Supplementary Material
Acknowledgements
We thank Rosemary Tannock for her guidance on task and study design, Jerry Richards for his assistance with data analysis and interpretation, Dominica Vito and Brian Gangloff for project coordination, Mark Kutgowski for computer programming, and Sarah Spencer and Michael Strand for their assistance with data collection. We appreciate the time and effort taken by the families who participated in these studies. This research was supported by grants from the National Institute of Mental Health (NIMH) awarded to Larry W. Hawk (R01 MH069434, 3R01 MH069434-04S1) with additional support of co-author contributions from grants from the NIMH awarded to Keri S. Rosch (K23 MH101322), James G. Waxmonsky (MH080791), and William E. Pelham (MH62946, MH069614, MH53554, MH69434, MH65899, MH78051, MH062946, NS39087, AA11873, DA12414) and by grants from the Institute of Education Sciences awarded to William E. Pelham (R324B060045, L03000665A).
Footnotes
Although we have published data from other tasks completed in one or more of these studies (Ashare et al., 2010; Bubnik, Hawk, Pelham, Waxmonsky, & Rosch, 2015; Shiels et al., 2009; Spencer et al., 2009; Strand et al., 2012) the present manuscript is the first to report the SST data.
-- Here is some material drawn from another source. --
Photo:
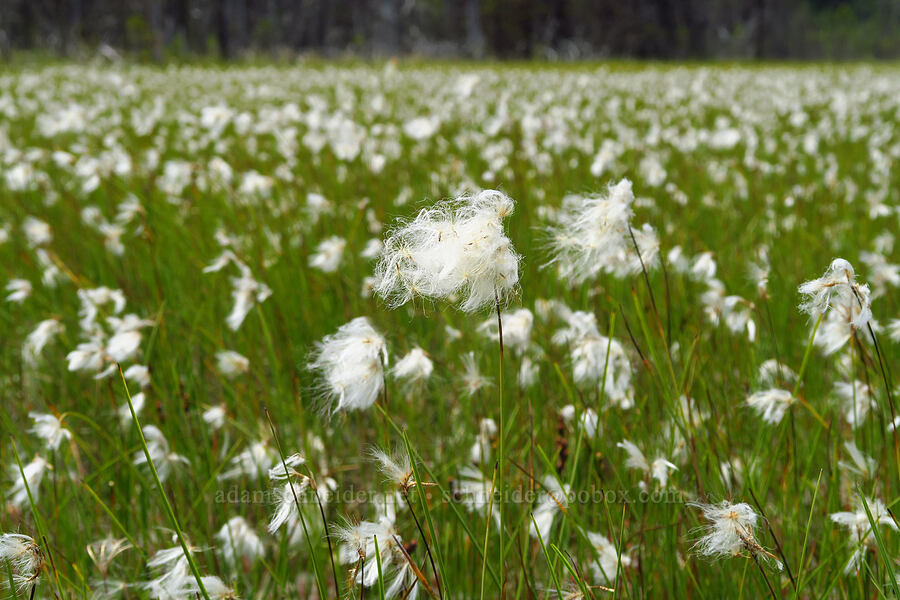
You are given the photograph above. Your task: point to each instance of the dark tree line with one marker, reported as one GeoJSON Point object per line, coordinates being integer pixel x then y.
{"type": "Point", "coordinates": [679, 29]}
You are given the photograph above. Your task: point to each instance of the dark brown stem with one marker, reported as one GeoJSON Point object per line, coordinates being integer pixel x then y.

Previous studies with the SST have varied in their criteria for exclusion of task blocks, with some studies reporting no exclusions (Epstein et al., 2011; Huang-Pollock et al., 2007; Shanahan et al., 2008) and other studies eliminating blocks with percent inhibition <20% or >80% or percent accuracy <70-80% (Nigg, 1999). Our primary analyses included all task blocks. However, we conducted supplementary analyses in which we eliminated blocks with percent inhibition <20% or >80% or percent accuracy <80%. Except where noted, the results did not change.
When analyses were restricted to include only blocks with percent inhibition between 20-80% and percent accuracy of at least 80%, 5 participants are excluded (4 ADHD, 1 TD); the Diagnostic Group × Reinforcement interaction was no longer significant, F(1, 50) = 1.8, p = .18, although the pattern of means was similar.